Dear Editor,

We read with great interest the study “Growth‑preserving instrumentation in early‑onset scoliosis patients with multi‑level congenital anomalies” by Clement and colleagues [1]. The authors elaborately describe treatment results of various growth preserving instrumentation (GPI) systems in a large group of Early Onset Scoliosis (EOS) patients with multilevel congenital deformities. The strength of this paper is that it describes the results of the complete treatment period of these patients, and not only of the first years of follow-up. Our criticism is that almost all results attributed to the GPI were derived from measurements on graduates after final fusion surgery (24 of 26 patients).

The authors report that “…there was no progression of coronal curvature after GPI implantation”. However, this was only compared between the GPI index surgery and after the final fusion surgery. By not reporting outcome parameters just before final fusion, it is difficult to distil the specific effect of the GPI on deformity progression. By including the effect of final fusion, GPI’s efficacy will be erroneously overinflated [2]. Similarly, the results for length gain become too optimistic, despite the fact that the 0.4- and 0.8 cm/year for the T1-T12- and T1-S1 height respectively (based on data from Table 4), [1] is only about half of physiological growth [3]. Reporting results of all different treatment intervals, but especially the interval between index surgery and just before final fusion (the growth-friendly interval), might highlight important results that are crucial to be able to understand and compare effectiveness of different growth-friendly treatment strategies in this patient category.

A recent study by Xu et al. suggests that at least for a subset of the congenital EOS patients—namely those aged 9 to 11—one-stage posterior spinal fusion provides comparable or superior results to treatment with GPI, followed by final fusion [4]. In a commentary on the above study, Larson postulates that a less rigid implant may prevent implant complications, prevent stress-shielding of the spine and improve radiographic and clinical outcomes [5]. We agree with this view and believe that a more dynamic approach is feasible. Recently, we introduced the Spring Distraction System (SDS), a growing implant that provides continuous, dynamic distraction with a titanium spring around a sliding rod. In a preliminary series of 4 EOS patients with severe congenital deformities, the SDS was able to provide additional curve correction during the growth-friendly interval in addition to a height gain of 0.8 and 1.6 cm/year for the T1-T12 and T1-S1 segment, excluding the final fusion surgery [6].

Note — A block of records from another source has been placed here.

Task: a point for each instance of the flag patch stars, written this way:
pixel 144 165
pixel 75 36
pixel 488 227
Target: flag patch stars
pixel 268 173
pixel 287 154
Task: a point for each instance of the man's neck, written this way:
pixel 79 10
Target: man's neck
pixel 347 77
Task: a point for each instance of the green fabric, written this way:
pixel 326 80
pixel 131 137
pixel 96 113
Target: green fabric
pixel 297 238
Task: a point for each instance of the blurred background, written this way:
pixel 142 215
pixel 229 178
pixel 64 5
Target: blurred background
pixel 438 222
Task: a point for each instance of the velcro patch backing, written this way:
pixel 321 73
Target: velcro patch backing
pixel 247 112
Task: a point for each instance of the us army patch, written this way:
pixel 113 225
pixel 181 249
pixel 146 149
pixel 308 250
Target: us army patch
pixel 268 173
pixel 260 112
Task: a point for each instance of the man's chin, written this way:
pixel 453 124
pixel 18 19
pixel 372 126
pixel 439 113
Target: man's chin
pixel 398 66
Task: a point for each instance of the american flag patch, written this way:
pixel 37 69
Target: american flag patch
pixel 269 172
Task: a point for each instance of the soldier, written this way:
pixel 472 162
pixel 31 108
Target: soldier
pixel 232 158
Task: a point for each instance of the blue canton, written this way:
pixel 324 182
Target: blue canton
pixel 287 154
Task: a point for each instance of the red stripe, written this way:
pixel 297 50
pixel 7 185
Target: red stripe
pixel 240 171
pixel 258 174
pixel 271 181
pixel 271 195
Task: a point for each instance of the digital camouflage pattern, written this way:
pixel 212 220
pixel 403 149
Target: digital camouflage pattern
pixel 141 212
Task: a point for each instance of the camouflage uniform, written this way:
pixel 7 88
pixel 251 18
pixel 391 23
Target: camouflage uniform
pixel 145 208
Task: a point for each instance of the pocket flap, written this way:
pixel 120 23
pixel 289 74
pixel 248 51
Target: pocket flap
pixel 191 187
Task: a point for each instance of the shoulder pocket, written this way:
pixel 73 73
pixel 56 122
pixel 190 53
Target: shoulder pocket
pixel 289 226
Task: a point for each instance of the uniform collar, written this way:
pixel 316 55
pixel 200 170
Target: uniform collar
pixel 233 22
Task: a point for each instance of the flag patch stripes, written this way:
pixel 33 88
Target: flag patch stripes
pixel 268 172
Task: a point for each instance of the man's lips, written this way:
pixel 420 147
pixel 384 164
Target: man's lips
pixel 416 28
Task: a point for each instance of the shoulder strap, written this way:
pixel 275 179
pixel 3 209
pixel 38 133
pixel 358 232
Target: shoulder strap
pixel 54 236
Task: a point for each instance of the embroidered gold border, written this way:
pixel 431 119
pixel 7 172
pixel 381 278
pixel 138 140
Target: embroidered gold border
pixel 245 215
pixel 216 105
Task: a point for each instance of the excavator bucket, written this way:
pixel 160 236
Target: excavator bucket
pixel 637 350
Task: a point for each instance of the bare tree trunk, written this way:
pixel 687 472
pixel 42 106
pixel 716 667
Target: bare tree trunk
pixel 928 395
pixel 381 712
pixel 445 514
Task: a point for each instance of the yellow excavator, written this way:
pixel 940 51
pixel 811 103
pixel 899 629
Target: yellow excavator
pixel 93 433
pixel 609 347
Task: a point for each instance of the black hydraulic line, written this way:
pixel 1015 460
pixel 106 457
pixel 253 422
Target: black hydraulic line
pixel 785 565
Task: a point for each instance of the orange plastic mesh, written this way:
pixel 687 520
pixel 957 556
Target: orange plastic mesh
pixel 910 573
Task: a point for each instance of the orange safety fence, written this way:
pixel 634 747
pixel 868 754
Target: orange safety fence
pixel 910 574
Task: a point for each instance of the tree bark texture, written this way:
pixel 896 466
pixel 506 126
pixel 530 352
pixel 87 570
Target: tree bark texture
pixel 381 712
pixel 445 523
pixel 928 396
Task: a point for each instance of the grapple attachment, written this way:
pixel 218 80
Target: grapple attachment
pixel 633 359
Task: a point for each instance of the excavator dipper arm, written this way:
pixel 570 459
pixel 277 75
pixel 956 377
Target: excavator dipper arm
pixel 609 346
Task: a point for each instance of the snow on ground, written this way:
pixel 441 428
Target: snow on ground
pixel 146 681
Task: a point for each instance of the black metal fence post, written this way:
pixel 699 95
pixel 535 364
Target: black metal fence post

Obviously, our results are only based on a small series of patients who still have a limited follow-up. However, they do indicate that this alternative approach is a viable option. To allow for thorough assessment of this strategy and many others that are currently under development, we would like to encourage our colleagues to report on the true performance of GPI systems, by comparing spinal morphometrics after GPI insertion with those just before final fusion.